By explicitly accounting for time via discounting and comparing harvest trajectories to an unharvested counterfactual, the study clarifies that new wood harvests impose substantial near- to medium-term carbon costs that are not canceled by background forest growth unrelated to the harvest. This addresses misperceptions from netting approaches in LCA and national inventories that can imply carbon neutrality or climate benefits of harvesting in regions with strong forest regrowth or climate-driven sinks. The magnitude of annualized costs (3.5–4.2 Gt CO₂e yr⁻¹) underscores that wood harvests are a climate factor comparable to agricultural land-use change. Substitution benefits modestly lower production emissions relative to alternative materials but do not negate biogenic emissions, and their magnitude may decline as steel and concrete decarbonize. Scenario analyses show that enhancing plantation productivity, improving harvest efficiency, expanding plantations, or reducing wood fuel demand can influence areas harvested and total costs but cannot eliminate substantial carbon impacts; demand reduction (notably for wood fuel) yields notable savings. Although some economic models might posit alternative land-use counterfactuals (e.g., more cropland without wood harvests), absolute emissions from harvests remain large and policy-relevant; recognizing them can inform integrated strategies that pair harvest reductions with measures to avoid leakage (e.g., preventing cropland expansion). Overall, the findings emphasize the value of prioritizing near-term emission reductions consistent with climate targets and reconsidering assumptions of carbon neutrality in wood use.

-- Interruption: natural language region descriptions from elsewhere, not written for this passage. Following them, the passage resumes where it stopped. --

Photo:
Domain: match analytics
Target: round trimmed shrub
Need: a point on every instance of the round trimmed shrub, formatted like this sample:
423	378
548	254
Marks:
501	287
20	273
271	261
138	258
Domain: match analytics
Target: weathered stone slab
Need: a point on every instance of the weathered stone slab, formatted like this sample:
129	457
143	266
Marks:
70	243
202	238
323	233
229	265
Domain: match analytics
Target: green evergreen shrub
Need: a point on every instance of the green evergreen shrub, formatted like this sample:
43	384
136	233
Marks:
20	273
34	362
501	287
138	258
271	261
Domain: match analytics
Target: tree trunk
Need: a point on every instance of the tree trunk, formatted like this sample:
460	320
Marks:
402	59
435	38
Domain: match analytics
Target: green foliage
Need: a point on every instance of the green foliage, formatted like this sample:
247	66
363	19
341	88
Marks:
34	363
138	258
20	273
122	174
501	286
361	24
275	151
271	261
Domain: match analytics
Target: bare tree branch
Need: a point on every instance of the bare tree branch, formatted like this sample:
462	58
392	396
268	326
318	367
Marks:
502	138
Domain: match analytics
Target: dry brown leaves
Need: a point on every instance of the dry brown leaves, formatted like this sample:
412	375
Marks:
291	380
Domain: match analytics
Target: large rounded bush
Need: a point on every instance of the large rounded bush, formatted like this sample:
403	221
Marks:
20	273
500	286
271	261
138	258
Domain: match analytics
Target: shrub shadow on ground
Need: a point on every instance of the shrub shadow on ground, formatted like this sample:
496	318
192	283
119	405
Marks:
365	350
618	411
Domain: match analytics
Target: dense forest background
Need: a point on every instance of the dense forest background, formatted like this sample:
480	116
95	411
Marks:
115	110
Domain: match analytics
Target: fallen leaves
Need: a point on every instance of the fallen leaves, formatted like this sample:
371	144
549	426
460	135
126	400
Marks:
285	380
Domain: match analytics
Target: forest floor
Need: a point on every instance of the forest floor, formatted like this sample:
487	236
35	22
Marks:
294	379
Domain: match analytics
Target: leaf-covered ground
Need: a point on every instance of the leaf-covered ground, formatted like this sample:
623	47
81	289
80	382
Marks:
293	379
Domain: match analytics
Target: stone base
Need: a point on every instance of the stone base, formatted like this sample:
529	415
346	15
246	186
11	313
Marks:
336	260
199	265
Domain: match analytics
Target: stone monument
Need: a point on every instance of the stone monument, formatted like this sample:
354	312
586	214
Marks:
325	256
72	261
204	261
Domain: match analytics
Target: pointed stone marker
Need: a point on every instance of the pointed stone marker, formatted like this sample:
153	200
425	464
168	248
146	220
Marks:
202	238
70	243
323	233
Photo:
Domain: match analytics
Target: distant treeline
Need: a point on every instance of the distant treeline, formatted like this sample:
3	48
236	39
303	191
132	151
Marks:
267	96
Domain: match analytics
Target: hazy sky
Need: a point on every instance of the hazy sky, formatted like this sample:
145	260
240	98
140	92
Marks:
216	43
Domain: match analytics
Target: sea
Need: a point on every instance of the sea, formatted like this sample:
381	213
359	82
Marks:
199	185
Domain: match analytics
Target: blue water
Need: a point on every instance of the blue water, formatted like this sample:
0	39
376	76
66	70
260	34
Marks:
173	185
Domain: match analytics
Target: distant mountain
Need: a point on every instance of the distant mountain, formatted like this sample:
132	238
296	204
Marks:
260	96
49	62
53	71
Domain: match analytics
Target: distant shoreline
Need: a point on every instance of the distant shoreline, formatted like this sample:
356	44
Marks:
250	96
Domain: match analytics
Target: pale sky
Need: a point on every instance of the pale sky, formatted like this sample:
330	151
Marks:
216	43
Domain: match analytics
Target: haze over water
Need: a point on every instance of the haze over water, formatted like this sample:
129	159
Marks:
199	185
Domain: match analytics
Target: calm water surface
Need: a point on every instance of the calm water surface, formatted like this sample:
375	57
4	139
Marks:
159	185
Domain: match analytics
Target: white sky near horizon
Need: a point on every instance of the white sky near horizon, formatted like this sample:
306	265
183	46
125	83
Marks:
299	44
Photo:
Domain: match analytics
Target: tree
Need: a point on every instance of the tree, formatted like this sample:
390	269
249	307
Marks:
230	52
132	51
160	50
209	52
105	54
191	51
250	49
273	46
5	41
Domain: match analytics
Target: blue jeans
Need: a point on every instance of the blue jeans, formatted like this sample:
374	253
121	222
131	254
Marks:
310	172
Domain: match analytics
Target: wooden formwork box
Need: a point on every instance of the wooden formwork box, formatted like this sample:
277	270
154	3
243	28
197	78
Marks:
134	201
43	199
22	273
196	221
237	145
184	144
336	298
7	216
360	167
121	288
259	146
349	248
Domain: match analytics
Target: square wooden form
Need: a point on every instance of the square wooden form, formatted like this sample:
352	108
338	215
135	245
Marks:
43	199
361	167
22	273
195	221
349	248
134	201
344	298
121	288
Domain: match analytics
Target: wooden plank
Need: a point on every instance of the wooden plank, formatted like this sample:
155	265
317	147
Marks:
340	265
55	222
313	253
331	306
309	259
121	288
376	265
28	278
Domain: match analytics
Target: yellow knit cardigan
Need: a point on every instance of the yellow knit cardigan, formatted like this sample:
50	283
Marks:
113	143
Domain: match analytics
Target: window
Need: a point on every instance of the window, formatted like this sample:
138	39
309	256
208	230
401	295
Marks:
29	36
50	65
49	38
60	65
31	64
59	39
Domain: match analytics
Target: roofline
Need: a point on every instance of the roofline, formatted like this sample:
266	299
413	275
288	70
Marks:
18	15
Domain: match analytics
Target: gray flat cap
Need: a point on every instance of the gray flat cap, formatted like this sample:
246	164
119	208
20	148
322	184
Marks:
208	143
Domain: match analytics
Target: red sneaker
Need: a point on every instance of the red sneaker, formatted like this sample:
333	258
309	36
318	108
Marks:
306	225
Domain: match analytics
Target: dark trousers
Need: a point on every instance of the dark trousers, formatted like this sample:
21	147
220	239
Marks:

The paper introduces CHARM, a time-discounted, pool-based global carbon accounting framework for wood harvests, and shows that global harvests from 2010–2050 likely entail annualized carbon costs of 3.5–4.2 Gt CO₂e yr⁻¹, on par with emissions from agricultural land-use change. It challenges accounting practices that offset new harvest emissions with background regrowth and demonstrates that even with regrowth, harvests impose significant near-term climate costs. The results suggest a meaningful, underrecognized mitigation opportunity: reducing wood harvests—especially traditional wood fuel use—improving harvest efficiency, and enhancing plantation productivity can lower carbon costs and harvested areas, helping ‘buy time’ for broader decarbonization. Future research should refine input data and econometric relationships, incorporate soil carbon dynamics and indirect effects (e.g., infrastructure), better quantify biophysical non-GHG effects (e.g., cloud and albedo impacts), improve representation of selective logging areas, and explore integrated economic counterfactuals and policy mechanisms to avoid leakage while reducing harvests and shifting material demand toward lower-emission alternatives.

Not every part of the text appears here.